Voici un résumé clair et sourcé :

  • John Lennon a lui-même avoué avoir battu des femmes. Dans l’interview Playboy de septembre 1980 (publiée en janvier 1981), il déclare explicitement : « I used to be cruel to my woman, and physically… any woman. I was a hitter. I couldn’t express myself and I hit. » Il lie même cette violence passée à son engagement ultérieur pour la paix.
  • Cynthia Lennon (sa première épouse) a décrit des actes de violence. Dans ses mémoires, elle raconte notamment un épisode où il l’a frappée au visage par jalousie.
  • L’agression de Bob Wooler en juin 1963 est réelle. Lors de la fête d’anniversaire de Paul McCartney, Lennon (ivre) a violemment agressé le DJ Bob Wooler après une plaisanterie sur son voyage avec Brian Epstein. Wooler a subi des blessures (côtes cassées ou meurtries selon les témoignages). Lennon a ensuite présenté des excuses par télégramme.
  • La relation avec son fils Julian était très distante et douloureuse. Après la séparation avec Cynthia, Lennon a largement délaissé Julian au profit de sa nouvelle vie avec Yoko Ono et de leur fils Sean.
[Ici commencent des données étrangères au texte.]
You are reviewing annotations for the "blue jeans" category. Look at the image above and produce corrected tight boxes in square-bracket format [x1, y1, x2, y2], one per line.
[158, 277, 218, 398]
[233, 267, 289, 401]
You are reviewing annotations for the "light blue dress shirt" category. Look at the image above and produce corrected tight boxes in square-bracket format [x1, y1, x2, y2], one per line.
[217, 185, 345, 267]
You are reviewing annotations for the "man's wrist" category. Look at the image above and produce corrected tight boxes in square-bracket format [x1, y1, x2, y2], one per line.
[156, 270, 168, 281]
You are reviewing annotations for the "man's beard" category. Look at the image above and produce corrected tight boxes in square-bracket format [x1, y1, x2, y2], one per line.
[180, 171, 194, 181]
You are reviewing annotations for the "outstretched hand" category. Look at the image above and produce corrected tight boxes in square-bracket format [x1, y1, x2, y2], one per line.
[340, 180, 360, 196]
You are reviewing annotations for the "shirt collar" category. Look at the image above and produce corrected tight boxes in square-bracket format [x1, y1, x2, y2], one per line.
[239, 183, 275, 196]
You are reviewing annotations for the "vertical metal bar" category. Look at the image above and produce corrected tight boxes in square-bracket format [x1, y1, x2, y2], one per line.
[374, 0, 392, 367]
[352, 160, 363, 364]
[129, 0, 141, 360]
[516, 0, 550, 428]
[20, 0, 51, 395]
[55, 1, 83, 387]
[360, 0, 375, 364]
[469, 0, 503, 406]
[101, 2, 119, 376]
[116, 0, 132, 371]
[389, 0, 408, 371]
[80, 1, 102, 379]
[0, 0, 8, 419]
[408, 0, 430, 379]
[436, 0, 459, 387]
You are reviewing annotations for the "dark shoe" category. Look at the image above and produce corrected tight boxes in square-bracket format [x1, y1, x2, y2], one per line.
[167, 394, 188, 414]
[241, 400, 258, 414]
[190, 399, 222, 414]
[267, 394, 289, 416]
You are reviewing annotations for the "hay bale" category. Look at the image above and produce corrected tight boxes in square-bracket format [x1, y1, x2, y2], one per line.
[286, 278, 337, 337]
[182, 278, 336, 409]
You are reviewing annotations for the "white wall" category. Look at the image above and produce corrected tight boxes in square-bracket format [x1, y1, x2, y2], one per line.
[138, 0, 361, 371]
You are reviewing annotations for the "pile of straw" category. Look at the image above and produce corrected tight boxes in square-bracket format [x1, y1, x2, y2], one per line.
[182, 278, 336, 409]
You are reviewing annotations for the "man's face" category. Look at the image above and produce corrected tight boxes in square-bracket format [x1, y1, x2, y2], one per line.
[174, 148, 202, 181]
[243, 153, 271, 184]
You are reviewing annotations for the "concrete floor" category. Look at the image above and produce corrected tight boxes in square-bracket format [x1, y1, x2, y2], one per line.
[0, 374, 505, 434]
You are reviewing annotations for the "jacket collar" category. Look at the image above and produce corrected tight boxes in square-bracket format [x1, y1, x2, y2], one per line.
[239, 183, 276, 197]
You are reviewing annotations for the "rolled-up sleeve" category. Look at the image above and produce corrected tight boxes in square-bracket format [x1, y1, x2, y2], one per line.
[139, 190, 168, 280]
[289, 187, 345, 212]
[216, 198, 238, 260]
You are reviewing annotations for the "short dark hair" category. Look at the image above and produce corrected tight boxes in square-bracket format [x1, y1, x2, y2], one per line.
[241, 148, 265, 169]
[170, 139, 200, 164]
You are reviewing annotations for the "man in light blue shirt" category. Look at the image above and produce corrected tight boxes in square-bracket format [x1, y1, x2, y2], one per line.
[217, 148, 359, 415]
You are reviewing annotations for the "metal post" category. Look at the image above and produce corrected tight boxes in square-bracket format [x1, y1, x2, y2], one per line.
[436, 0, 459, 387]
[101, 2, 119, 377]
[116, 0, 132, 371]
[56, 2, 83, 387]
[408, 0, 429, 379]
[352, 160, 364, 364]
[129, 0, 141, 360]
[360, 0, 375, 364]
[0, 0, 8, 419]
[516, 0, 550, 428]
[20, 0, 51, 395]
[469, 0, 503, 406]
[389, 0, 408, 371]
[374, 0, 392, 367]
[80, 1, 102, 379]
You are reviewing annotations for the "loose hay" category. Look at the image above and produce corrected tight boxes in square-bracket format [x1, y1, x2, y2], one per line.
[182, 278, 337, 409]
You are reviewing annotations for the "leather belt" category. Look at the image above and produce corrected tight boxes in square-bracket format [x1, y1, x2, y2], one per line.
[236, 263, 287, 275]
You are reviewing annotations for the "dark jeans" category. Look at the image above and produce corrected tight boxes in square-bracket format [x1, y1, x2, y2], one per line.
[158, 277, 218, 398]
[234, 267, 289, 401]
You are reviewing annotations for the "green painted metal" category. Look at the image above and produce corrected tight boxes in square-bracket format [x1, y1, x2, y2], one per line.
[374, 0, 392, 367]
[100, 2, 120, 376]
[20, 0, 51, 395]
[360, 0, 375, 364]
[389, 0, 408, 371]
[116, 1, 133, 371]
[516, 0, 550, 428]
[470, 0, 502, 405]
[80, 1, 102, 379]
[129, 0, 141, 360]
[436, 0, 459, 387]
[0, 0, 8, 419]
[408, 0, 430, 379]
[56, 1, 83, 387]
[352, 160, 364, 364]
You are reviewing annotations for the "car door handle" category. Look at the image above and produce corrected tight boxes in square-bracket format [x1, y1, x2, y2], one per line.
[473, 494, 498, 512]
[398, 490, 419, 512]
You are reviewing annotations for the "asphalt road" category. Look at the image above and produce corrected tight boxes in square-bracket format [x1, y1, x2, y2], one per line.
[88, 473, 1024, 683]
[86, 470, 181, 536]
Dans la même interview Playboy, il a qualifié Julian d’enfant « né d’une bouteille de whisky » (un accident). Julian a plusieurs fois parlé publiquement de ce sentiment d’abandon et de rejet.

Le post exagère parfois le ton (il présente Lennon comme un « tyran » systématique et un « prophète de la non-violence » totalement hypocrite), mais les faits concrets qu’il cite sont exacts. Lennon a eu une jeunesse et une période Beatles marquées par des accès de violence, de jalousie et d’impulsivité, qu’il a lui-même reconnus plus tard en exprimant des regrets.

L’image publique de pacifiste et d’icône de l’amour universel a effectivement été soigneusement construite et protégée par l’industrie musicale et les médias de l’époque, ce qui crée un contraste frappant avec certains aspects de sa vie privée.